We'll leave for our well-deserved holiday as soon as Master Twist makes his appearance. When HE decides to do so. We've been waiting patiently (or maybe not so patiently) since 12:30. It's been 2,5 hours already.
So as I said, who rules YOUR life? ;-)
BTW in the meantime our friends have left without us. They keep calling to hear if Twist's whiskers have been spotted. Their last call made me wonder about the cat's insight: they've just hit a traffic jam and been stuck for at least an hour. At least I can sit in peace on my couch and write this blog while I wait!
HRH OliverTwist The paw is mightier than the jaw!
Saturday, March 19, 2011
Seeing someone lose their cool is surprising, embarrassing and often a little frightening.
Walking to my car in a deserted parking garage, I passed a man talking on his cel. Although I couldn't understand his words, I immediately gathered from his tone that he was irritated, annoyed and frustrated. Next minute he bellowed so loudly that I turned around in alarm. He climbed into his car, but he punched the dashboard so hard, I could hear the reverberation 50 meters away. When he pulled away revving, I determined to stay out of his way on the road. Who knows how many other drivers on the road with similar pent-up anger?
Which brings me to my own seething emotions. After a couple of weeks of disrupted routine, out-of-control work pressure and lack of proper eating or exercise, I started feeling that I'm losing my way.
Deadlines, excitement, uncertainty, long nights, dealing with illness and death all take their toll.

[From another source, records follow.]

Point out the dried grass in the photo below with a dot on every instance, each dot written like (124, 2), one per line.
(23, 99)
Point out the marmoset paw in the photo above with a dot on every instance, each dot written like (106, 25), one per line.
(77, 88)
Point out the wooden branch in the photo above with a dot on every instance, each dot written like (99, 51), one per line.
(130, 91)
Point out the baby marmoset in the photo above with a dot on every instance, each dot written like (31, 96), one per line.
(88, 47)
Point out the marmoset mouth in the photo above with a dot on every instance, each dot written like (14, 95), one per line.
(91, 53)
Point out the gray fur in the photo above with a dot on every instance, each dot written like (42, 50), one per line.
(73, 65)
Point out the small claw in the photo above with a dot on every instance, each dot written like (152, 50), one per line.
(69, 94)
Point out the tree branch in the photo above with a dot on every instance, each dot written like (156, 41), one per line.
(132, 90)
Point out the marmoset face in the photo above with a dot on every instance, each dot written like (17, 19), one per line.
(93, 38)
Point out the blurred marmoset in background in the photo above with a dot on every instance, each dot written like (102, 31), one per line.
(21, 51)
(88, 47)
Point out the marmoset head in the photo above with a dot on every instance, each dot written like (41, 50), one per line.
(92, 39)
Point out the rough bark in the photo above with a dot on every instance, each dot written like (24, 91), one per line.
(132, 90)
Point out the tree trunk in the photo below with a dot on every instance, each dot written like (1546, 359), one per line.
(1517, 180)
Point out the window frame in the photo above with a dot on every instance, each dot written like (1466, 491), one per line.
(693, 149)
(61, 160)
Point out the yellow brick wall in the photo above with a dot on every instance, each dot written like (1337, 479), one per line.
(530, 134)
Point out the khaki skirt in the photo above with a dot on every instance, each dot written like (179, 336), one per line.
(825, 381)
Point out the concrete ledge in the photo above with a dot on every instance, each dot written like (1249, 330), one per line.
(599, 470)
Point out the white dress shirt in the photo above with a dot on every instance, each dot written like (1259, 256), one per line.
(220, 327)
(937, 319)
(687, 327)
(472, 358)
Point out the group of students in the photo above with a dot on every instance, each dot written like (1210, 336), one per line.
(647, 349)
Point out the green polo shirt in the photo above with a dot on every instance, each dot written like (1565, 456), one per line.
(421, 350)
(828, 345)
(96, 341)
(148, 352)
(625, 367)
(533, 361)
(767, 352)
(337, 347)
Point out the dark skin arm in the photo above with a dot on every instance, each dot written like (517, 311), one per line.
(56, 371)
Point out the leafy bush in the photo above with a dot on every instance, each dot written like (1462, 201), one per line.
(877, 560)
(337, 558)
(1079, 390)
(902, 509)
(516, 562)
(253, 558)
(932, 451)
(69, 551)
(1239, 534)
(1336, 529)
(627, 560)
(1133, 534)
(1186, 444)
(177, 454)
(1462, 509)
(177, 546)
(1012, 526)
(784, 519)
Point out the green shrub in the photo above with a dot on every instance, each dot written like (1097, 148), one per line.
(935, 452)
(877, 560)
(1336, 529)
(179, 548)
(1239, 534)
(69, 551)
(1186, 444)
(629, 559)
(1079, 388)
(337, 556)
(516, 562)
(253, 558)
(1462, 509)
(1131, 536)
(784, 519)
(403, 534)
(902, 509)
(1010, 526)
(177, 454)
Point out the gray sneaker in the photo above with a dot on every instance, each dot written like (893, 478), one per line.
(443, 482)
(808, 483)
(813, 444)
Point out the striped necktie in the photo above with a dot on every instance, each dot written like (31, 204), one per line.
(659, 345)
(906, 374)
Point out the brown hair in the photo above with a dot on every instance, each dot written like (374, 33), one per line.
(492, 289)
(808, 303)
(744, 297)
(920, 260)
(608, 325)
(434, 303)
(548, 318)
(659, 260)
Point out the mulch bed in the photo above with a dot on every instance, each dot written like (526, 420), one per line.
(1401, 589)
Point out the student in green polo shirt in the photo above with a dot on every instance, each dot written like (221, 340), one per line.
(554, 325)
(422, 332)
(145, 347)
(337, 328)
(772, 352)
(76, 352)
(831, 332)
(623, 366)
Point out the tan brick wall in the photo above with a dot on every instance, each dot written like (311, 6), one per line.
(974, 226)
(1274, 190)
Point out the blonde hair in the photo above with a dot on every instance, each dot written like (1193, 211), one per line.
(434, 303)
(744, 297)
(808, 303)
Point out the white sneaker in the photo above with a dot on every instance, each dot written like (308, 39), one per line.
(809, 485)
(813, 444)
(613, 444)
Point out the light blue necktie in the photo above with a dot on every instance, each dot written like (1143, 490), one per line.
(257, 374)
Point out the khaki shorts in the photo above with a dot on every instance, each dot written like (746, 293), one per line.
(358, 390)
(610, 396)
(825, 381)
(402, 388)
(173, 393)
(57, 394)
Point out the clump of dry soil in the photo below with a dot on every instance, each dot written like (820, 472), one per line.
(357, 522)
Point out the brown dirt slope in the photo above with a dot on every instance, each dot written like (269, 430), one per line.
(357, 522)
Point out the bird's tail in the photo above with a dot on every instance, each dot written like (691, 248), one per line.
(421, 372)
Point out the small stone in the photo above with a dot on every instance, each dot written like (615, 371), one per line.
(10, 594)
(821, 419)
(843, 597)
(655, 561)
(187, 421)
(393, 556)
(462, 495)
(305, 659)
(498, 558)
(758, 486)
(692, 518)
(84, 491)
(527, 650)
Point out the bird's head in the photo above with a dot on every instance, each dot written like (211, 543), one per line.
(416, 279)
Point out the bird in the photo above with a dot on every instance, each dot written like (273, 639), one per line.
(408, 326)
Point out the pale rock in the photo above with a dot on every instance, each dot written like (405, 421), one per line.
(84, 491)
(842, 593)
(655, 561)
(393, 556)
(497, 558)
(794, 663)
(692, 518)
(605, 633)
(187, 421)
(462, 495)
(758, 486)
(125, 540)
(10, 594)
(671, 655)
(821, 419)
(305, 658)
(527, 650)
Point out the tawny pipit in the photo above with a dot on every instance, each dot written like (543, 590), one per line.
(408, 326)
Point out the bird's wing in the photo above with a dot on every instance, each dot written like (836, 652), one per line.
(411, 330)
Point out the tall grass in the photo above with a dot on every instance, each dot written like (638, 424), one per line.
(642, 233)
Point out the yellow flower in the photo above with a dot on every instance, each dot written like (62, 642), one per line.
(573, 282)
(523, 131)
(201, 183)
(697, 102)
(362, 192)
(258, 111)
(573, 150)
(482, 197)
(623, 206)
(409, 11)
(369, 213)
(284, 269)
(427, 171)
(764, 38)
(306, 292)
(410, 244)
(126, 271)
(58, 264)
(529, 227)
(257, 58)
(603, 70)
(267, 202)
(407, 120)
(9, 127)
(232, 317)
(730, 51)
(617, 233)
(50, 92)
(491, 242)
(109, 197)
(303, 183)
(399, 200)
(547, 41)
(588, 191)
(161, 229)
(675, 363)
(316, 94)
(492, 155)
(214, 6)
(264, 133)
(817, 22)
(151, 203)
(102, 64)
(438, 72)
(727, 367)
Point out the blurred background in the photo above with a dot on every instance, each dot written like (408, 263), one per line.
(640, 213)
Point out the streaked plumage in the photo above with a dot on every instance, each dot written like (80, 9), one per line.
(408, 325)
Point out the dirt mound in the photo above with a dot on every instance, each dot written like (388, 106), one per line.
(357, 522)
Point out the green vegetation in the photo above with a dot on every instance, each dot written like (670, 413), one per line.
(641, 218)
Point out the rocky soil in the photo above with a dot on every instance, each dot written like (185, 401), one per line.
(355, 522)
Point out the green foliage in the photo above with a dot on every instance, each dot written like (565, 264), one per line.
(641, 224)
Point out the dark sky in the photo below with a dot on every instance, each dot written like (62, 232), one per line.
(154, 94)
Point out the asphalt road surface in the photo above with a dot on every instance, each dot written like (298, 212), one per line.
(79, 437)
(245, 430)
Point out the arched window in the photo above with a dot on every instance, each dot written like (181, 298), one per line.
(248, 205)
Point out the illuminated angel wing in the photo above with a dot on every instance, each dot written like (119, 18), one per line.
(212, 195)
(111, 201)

Slow-burning resentment builds and bubbles inside. Expressing it would help the steam to escape, but I keep it all in.
Next, doubt starts eroding confidence. I get scared, yes, irrationally petrified that I've picked up all I've lost and that I'm losing my footing and slipping down the slope.
So I face my fears and climb the scale. I'm relieved that the digits remain the same.
Has it calmed the stormy seas? Most probably not. The rankling remains, even though seemingly bridled.
I carry on, once again determined to log on every day, track my calories, do my exercises and watch for results.
But just wait till I get behind my car's steering wheel. You'd better not be in front of me ...
Sunday, February 20, 2011
First a nip, then a bud. A rolled up gossamer sheath becomes a tender light green leaf. It breathes, matures, becomes hardy - even a little parched or brittle.
In time it loses it's crisp chlorophyll colour, moisture and flexibility. One fine day it lets go of the large tree that anchors and feeds it.
Whether it flutters, drifts or gets whisked around, eventually it reaches the ground. Get's trampled on while staying in shape. Or it could be shattered and crunched into slivers if it's too dry.
It could mean a new start. A great new adventure! Land in a gentle flowing stream and it's an opportunity to visit exotic new locations while meeting interesting odd-ball characters, some of whom may travel along making use of your buoyancy, others clinging on for dear life until they can jump onto a twig or another place of perceived safety. As you float into and out of eddies, most of the time you cannot control the environment.
Or you could be picked up by tender little fingers and pinned into a scrapbook and put on display and help to educate inquisitive minds.
You could also be swept into the trash and ground into fine dust.
As long as you remember that you have been a leaf and you have a life.
So I may not be as green and flexible as I used to be. May have lost some moisture. But I'm still alive and looking forward to many of life's adventures. Who knows where I'll be blown to?